I have read three blog posts in the last few days which together strike me as indicators of a welcome trend.
The first two were both from the new Government Digital Service blog, the first from Mike Bracken on his first few weeks in government as Director of Digital. It’s a very upbeat assessment, but the important (and still remarkable thing) is that it is there at all. The second is from Tom Loosemore, reflecting on the alpha.gov.uk experiment, in which he started by setting out the top ten problems reported by users (and giving quick responses to them), and only then moving on to praise and ideas. Having the self-confidence to be open and balanced like that shouldn’t be remarkable, but it is, and every example helps make it more normal.
The third was very different: an account by Liz Azyan of the importance attached to user testing in the redevelopment of Camden’s website. It is unabashed and powerful argument, reinforced by a very ungovernmental summary, boiling the whole thing down to four speech bubbles. More importantly, it is part of a very conscious strategy of openness. Reading Liz’s post after Mike’s and Tom’s triggered the thought that there is a pattern here which is worth noting and encouraging.
There is more to transparent government than open data. Understanding how things are done and what decisions were made about doing them can be at least as important. That understanding is not easy to acquire from the inside and is harder still to get from the outside. That’s partly because of an inherent limitation of communication, but it is also because history is written by those who write history.
Two years ago, I wrote a taxonomy of government bloggers, partly to make the point that it was heavily skewed to certain groups and roles. With the long hindsight of those two years, it now seems odd not to have had a category of those who were making change happen, and critically who were being open about the change they were part of. There were people among my examples who did that, but that wasn’t quite the reason they were there. I opened the description of my first category, those whose job it is by saying:
There is a vibrant online community among those whose job is to make the government a place of vibrant online communities.

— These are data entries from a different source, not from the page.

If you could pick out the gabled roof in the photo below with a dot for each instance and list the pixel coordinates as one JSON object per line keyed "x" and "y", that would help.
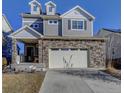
{"x": 34, "y": 33}
{"x": 78, "y": 7}
{"x": 34, "y": 1}
{"x": 50, "y": 2}
{"x": 112, "y": 30}
{"x": 3, "y": 16}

That is still true. The good news is that there are now signs of a vibrant community among those whose job is to change the way government works for the better. The challenge is that that community is still predominantly drawn from those for whom digital is the substance of their work as well as a medium for communicating about it. That may become less important as digital increasingly does become the default, but there is still plenty of scope and much value to be had in widening the voices of government.
It’s good to hear of this kind of underlying shift in the conversation about government. I tend to agree that beneath the persistent angst that not enough is being done to move the reform processes across the public sector there are often unremarked but authentic signs of progress. Much that work is being done in relatively low key projects by people skilled in the art of taking ideas and prompts from a wide range of sources and then navigating them expertly through the sometimes strange and lumpy contours of governing.
The big test though is precisely the one mentioned at the end of your post…to see the spread of these movements move out of the digital ghetto, as it were and into the more open territory of mainstream policy and management. As you say, that is starting to happen as digital becomes the default, but it still sometimes seems unnecessary glacial. I was encouraged by a presentation last week at the ANZ School of Government conference in Sydney by US academic Don Kettl whose paper canvassed the hope that initiatives like recovery.gov website in the US with its commitment to transparency would become an engine of better performance more generally. When mainstream, non geek academics start using screenshots of good digital platforms and tools and talking about them were part of what government is all about, we are, it seemed to me, making real progress.